Billionaire Leon Black addresses relationship with Jeffrey Epstein: 'Horrible mistake'
Billionaire investor Leon Black addressed his prior relationship with sex offender Jeffrey Epstein during an earnings call Thursday morning for Apollo Global Management -- which has $433 billion of assets under management. Black is the founder, chairman and CEO of Apollo.
On the earnings call, Black called his relationship with Epstein a "horrible mistake."
"By nature, I am a private person, and it runs counter to my nature to speak publicly about personal matters," Black said in opening his remarks about Epstein. "But this matter is now affecting Apollo, which my partners and I spent 30 years building. And it's also causing deep pain for my family. Knowing all that I have learned in the past two years about Epstein's reprehensible and despicable conduct, I deeply regret having had any involvement with him. With the benefit of hindsight, working with him was a horrible mistake on my part. I am not seeking to excuse that decision, but I do believe it may be helpful to convey some relevant facts."
Earlier this month, The New York Times reported in a deep dive on Black's dealings with Epstein that his relationship with Epstein went deeper than previously known, and reportedly included at least $50 million in payments from Black to Epstein and a 2012 visit by Black to Epstein's private Caribbean island for a cookout.
That Times report, with the headline "The Billionaire Who Stood by Jeffrey Epstein," has resulted in renewed scrutiny of Black's dealings with Epstein and has reportedly caused some institutional investors to reevaluate or pause their investments with Apollo, according to Bloomberg and other reports.
Apollo released a statement last Wednesday saying it would launch an independent review of Black's ties with Epstein, Reuters reported.
One Apollo investor, the Pennsylvania Public School Employees Retirement System said it "is closely following the ongoing legal issues and the newly launched internal Apollo investigation," in a statement last week, Reuters reported.
"The existing Apollo commitments were made under the previous administration and we have no plans to commit further capital to their funds at this time. We reviewed Apollo this spring and determined, based on a variety of due diligence criteria, they did not meet our standards for making a new capital commitment," said Gabrielle Farrell, director of communications for Connecticut State Treasurer Shawn T. Wooden in a statement to ABC News. Connecticut Retirement Plans and Trust Funds, an Apollo investor, consists of six state pension funds and nine state trust funds.
Black and some of his related family entities have also been subpoenaed for documents by the U.S. Virgin Island's attorney general's office, which is conducting a wide-ranging investigation of Epstein's financial dealings and his alleged sex-trafficking scheme.
Black said he had requested that the Apollo board initiate a review of his relationship with Epstein and said an independent conflicts committee is now working on gathering information.

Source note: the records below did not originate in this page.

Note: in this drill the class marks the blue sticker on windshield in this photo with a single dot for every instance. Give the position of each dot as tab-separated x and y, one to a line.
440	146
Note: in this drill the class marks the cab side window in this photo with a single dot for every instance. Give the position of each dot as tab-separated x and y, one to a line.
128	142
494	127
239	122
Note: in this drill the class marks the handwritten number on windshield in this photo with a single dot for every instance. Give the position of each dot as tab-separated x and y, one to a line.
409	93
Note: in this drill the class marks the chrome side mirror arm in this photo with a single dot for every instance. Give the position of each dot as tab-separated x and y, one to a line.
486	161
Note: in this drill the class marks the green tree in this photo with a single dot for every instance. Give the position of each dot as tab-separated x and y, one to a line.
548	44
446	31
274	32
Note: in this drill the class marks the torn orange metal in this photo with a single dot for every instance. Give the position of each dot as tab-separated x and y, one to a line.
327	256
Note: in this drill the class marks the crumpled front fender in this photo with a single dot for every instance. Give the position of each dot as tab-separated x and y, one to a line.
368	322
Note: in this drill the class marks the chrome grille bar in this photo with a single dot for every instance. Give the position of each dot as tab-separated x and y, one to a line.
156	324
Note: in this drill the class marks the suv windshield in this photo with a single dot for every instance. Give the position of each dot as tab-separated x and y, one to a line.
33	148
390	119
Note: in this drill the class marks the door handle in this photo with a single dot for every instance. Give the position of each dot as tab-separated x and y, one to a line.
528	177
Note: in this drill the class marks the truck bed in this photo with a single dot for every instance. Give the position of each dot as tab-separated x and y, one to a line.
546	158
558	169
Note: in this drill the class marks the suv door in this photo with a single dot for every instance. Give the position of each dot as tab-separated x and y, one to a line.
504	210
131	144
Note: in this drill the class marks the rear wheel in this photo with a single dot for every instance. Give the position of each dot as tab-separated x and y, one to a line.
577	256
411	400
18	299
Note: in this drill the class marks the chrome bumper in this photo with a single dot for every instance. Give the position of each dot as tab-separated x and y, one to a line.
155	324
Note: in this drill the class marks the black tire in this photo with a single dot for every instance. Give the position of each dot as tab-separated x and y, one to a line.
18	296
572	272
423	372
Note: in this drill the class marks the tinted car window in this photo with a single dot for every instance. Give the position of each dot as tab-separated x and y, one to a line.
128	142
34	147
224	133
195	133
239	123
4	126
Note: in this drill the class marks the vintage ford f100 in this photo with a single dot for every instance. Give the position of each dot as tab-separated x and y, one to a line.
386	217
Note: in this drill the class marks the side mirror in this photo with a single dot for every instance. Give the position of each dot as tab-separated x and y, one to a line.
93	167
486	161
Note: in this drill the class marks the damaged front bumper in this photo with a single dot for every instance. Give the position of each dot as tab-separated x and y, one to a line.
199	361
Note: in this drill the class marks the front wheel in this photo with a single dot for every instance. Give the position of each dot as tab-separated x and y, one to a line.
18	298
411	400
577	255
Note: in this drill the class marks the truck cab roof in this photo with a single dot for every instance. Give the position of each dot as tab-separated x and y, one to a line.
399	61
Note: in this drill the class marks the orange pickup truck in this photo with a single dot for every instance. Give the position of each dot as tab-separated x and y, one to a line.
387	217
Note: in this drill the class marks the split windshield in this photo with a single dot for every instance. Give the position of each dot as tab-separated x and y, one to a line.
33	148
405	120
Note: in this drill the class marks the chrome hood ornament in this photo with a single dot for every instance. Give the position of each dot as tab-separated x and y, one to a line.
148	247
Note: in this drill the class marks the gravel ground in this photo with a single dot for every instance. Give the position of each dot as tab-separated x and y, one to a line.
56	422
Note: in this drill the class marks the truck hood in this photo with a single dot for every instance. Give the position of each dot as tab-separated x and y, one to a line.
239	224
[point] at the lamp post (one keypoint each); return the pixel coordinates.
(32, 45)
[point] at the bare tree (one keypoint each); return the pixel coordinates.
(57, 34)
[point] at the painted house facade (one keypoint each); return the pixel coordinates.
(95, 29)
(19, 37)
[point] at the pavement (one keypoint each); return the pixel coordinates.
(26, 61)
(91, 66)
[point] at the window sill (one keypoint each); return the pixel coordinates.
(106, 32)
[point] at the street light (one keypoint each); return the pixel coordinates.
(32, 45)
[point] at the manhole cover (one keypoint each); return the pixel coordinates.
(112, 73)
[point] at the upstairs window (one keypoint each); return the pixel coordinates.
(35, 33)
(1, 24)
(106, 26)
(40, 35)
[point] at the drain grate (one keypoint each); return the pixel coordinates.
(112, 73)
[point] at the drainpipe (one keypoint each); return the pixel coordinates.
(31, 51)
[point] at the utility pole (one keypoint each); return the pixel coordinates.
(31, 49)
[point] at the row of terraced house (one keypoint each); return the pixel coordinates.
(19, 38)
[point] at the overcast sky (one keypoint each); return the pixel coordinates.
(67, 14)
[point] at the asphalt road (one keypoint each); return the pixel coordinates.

Black said he hoped the review would be completed expeditiously and that he expects it will "assure all of our stakeholders that they have the relevant facts and demonstrate that everything I have said about my relationship with Epstein is accurate and truthful. The review is now underway, and I am cooperating fully."
Black reiterated that Epstein and his related companies never did any business with Apollo. But he acknowledged paying Epstein millions of dollars annually for a six-year period between 2012 and 2017 for "professional services to my family partnership and related family entities involving estate planning, tax, structuring of art entities and philanthropic advice." Black said that all of Epstein's advice was vetted by leading law firms, accounting firms and other professional advisors.
"Let me be clear," Black said. "There has never been an allegation by anyone that I engaged in any wrongdoing because I did not. And any suggestion of blackmail or any other connection to Epstein's reprehensible conduct is categorically untrue."
Black said that he first met Epstein in 1996 -- long before any allegations of Epstein's alleged sexual crimes became public -- and he noted that Epstein was then advising prominent clients on estate tax matters and that his "network of relationships" included luminaries that Black admired and respected, including "several heads of state, heads of prominent families in finance, a U.S. Treasury secretary, accomplished business leaders, Nobel Laureates, acclaimed academicians and noted philanthropists."
Black said he first became aware of the allegations against Epstein in late 2006, when it was publicly reported that state and federal authorities in Florida were investigating Epstein. He said that after Epstein got out of jail in 2009, Epstein returned to his previous financial advisory activities and "once again began working and associating with many prominent individuals, spanning the worlds of finance, academia, science, technology, philanthropy, business and government.
"The distinguished reputations of these individuals gave me misplaced comfort in retaining Epstein's services in 2012 for my personal estate planning, tax structuring and philanthropic advice. Like many other people I respected, I decided to give Epstein a second chance. This was a terrible mistake. I wish I could go back in time and change that decision, but I cannot. Had I known any of the facts about Epstein's sickening and repulsive conduct, which I learned in late 2018, more than the year after I stopped working with him, I never would have had anything to do with him."